Chahla todavía tiene una deuda con el ordenamiento del tránsito
El transporte urbano forma parte de un problema mayor: la movilidad de una ciudad que continúa mostrando serias dificultades para ordenar su circulación.
Desde que Chahla asumió la Intendencia, en octubre de 2023, su gestión presentó distintos proyectos destinados a modificar corredores, intervenir avenidas y mejorar la accesibilidad. Incluso se planteó como objetivo desalentar el uso del automóvil particular y fortalecer el transporte público.
Pero ese cambio todavía no se percibe de manera contundente en las calles.
En horas pico, particularmente durante el ingreso y la salida de establecimientos educativos y comerciales, amplios sectores del centro y de las principales avenidas continúan congestionados. Las dobles filas, estacionamientos indebidos, motocicletas que circulan entre vehículos, paradas de colectivos saturadas y embotellamientos siguen formando parte del paisaje cotidiano.
El desafío para la administración municipal es doble. Por un lado, debe lograr que los colectivos circulen con frecuencias previsibles y presten un servicio acorde a las necesidades de los usuarios. Por otro, tiene que ordenar una ciudad en la que la circulación continúa siendo una de las principales fuentes de malestar.
Después de casi tres años de gestión, la discusión ya no puede quedar reducida a las promesas iniciales ni a las responsabilidades de las empresas.

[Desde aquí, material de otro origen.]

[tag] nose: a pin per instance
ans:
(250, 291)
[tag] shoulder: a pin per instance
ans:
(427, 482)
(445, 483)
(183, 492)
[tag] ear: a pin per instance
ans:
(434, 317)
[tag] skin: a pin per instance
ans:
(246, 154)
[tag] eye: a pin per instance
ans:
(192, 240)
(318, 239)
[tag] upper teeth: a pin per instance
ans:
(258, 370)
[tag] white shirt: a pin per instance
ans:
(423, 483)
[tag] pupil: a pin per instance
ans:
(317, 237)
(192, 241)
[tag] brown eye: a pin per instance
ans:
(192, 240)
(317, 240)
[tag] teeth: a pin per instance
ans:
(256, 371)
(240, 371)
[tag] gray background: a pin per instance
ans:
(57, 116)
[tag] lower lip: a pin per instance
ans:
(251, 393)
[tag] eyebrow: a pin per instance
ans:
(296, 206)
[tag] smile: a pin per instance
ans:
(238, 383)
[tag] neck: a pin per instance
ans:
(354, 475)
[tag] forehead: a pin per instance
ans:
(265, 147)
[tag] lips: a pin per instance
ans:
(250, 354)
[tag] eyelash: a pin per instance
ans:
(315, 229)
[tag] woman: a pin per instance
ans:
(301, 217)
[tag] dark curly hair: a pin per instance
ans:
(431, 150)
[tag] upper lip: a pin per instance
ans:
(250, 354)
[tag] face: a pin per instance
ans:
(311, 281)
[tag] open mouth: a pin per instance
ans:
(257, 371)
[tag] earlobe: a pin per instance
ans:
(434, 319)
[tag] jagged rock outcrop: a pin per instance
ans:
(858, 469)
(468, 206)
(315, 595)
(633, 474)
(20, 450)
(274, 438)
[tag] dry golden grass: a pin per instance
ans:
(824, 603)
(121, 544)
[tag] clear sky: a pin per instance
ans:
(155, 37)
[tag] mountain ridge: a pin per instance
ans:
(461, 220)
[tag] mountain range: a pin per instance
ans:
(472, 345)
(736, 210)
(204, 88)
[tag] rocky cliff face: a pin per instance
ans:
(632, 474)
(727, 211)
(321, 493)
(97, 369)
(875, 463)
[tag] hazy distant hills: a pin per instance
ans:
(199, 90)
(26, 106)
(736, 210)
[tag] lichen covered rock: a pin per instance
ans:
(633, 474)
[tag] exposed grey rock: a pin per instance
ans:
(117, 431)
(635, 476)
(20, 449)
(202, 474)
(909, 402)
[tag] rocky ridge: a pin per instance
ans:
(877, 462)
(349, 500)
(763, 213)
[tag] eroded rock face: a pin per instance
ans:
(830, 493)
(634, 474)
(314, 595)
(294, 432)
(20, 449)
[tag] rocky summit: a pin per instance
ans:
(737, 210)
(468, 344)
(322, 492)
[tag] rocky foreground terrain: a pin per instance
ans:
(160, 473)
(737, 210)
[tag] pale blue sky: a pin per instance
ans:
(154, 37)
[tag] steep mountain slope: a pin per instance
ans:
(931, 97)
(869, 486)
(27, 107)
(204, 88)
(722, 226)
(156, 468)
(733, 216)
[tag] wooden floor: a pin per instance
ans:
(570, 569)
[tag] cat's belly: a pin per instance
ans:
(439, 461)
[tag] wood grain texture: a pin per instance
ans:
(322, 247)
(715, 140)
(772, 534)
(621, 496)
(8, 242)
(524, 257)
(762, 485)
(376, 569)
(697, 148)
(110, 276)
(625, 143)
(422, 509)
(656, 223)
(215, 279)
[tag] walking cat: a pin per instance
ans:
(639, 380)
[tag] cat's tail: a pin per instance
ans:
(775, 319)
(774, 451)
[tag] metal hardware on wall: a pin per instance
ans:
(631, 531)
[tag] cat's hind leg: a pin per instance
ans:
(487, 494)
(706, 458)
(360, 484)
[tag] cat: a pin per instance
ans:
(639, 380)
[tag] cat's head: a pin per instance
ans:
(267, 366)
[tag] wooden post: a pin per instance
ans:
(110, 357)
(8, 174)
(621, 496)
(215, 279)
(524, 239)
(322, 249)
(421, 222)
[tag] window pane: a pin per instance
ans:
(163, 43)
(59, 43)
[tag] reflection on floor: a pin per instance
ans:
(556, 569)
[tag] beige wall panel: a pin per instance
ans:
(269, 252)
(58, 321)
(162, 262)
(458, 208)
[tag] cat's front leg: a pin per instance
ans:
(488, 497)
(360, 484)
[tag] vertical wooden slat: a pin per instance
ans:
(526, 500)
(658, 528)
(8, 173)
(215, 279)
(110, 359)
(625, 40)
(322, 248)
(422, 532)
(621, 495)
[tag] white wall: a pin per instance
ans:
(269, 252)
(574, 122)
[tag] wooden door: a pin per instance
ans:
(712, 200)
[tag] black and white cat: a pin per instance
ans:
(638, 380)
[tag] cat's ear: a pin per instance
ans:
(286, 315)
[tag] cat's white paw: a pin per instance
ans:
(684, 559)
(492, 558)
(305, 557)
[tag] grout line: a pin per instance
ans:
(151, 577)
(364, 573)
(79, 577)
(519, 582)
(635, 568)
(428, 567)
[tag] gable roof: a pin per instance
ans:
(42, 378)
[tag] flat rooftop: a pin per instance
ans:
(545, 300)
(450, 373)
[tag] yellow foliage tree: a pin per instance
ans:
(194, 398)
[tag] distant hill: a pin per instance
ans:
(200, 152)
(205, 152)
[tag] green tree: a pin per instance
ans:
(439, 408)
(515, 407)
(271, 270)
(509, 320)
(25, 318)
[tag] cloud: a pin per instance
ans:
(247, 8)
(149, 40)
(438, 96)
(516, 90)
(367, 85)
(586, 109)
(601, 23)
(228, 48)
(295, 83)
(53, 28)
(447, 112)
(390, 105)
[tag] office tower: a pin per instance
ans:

El transporte y el tránsito son competencias centrales de cualquier administración municipal y los resultados deben medirse en la experiencia diaria de los vecinos.
Las quejas contra choferes y empresas son un indicador. Pero detrás de ellas también aparece una responsabilidad política: la de una Municipalidad que debe controlar el sistema y una intendenta, Rossana Chahla, que todavía tiene pendiente transformar el tránsito caótico de San Miguel de Tucumán en una movilidad verdaderamente ordenada.